YARN scheduling policies in Hadoop - Time & Space Complexity
We want to understand how the time to schedule tasks grows as more jobs and resources are involved in YARN.
How does the scheduler handle more work and what affects its speed?
Analyze the time complexity of the YARN Capacity Scheduler's allocation loop.
for each queue in queues:
for each application in queue.applications:
for each container request in application.requests:
allocate container if resources available
This code tries to allocate containers to applications in each queue based on resource availability.
Look at the loops that repeat work:
- Primary operation: Nested loops over queues, applications, and container requests.

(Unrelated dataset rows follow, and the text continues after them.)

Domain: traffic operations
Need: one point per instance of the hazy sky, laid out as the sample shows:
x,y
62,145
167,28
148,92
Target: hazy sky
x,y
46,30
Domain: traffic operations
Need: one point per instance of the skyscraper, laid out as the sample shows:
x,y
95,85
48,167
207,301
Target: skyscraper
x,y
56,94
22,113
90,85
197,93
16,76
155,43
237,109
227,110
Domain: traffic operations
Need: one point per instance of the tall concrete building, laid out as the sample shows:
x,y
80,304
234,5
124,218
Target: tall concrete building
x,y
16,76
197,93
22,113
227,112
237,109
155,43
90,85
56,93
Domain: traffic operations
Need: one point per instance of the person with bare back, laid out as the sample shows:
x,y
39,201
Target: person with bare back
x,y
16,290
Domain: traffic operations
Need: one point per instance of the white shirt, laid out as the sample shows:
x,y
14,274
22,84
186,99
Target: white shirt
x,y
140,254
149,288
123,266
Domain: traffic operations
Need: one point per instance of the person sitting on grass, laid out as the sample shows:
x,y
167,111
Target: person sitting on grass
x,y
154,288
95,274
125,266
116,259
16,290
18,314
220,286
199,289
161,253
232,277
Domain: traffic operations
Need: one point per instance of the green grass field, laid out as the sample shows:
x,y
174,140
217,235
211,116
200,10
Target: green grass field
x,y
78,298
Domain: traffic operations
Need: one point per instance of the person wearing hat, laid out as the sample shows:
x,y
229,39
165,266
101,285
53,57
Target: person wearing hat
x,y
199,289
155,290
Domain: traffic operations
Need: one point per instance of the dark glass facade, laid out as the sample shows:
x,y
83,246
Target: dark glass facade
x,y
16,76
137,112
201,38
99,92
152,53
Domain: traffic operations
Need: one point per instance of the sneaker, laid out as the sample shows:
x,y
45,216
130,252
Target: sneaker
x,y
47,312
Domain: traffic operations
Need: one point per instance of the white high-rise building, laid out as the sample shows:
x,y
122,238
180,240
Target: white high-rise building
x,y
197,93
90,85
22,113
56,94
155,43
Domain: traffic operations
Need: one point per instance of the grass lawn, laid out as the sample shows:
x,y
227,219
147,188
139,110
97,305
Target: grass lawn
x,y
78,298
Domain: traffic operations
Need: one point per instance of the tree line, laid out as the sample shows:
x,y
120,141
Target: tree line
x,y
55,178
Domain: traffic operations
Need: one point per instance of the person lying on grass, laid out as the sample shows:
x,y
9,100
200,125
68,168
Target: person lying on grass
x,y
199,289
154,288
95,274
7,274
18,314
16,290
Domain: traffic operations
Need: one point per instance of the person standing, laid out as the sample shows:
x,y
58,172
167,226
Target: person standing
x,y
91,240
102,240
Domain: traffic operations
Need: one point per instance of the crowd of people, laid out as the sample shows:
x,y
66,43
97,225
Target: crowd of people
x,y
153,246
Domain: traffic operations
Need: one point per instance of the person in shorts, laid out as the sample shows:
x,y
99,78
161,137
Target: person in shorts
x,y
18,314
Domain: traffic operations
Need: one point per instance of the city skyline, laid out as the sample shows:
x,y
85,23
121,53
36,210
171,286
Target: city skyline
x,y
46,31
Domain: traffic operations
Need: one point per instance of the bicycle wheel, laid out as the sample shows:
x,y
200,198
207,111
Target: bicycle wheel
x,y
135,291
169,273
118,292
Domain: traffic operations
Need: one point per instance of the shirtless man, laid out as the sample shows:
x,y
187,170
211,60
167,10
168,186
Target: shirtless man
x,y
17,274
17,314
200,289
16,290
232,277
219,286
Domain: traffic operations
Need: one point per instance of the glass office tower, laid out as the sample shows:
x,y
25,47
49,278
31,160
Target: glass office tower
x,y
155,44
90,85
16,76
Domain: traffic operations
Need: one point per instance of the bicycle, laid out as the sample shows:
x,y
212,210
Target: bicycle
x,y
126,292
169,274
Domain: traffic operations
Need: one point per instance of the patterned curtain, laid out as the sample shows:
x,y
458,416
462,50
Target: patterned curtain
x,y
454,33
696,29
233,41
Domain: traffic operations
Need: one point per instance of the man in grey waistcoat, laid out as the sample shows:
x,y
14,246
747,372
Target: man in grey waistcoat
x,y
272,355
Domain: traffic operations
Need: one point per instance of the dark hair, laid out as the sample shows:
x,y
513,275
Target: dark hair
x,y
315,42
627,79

- How many times: Number of queues (q), times number of applications per queue (a), times container requests per application (r).
As the number of queues, applications, and requests grow, the scheduler does more work.
| Input Size (q, a, r) | Approx. Operations |
|---|---|
| 10 queues, 5 apps, 3 requests | 10 * 5 * 3 = 150 |
| 100 queues, 10 apps, 5 requests | 100 * 10 * 5 = 5,000 |
| 1000 queues, 20 apps, 10 requests | 1000 * 20 * 10 = 200,000 |
Pattern observation: The work grows quickly as more queues, applications, or requests are added.
Time Complexity: O(q * a * r)
This means the scheduling time grows proportionally to the number of queues, applications, and container requests.
[X] Wrong: "The scheduler time only depends on the number of applications."
[OK] Correct: The scheduler also loops over queues and container requests, so all three affect the time.
Understanding how scheduling time grows helps you design better resource managers and explain system behavior clearly.
"What if the scheduler used a priority queue to pick applications instead of looping over all? How would the time complexity change?"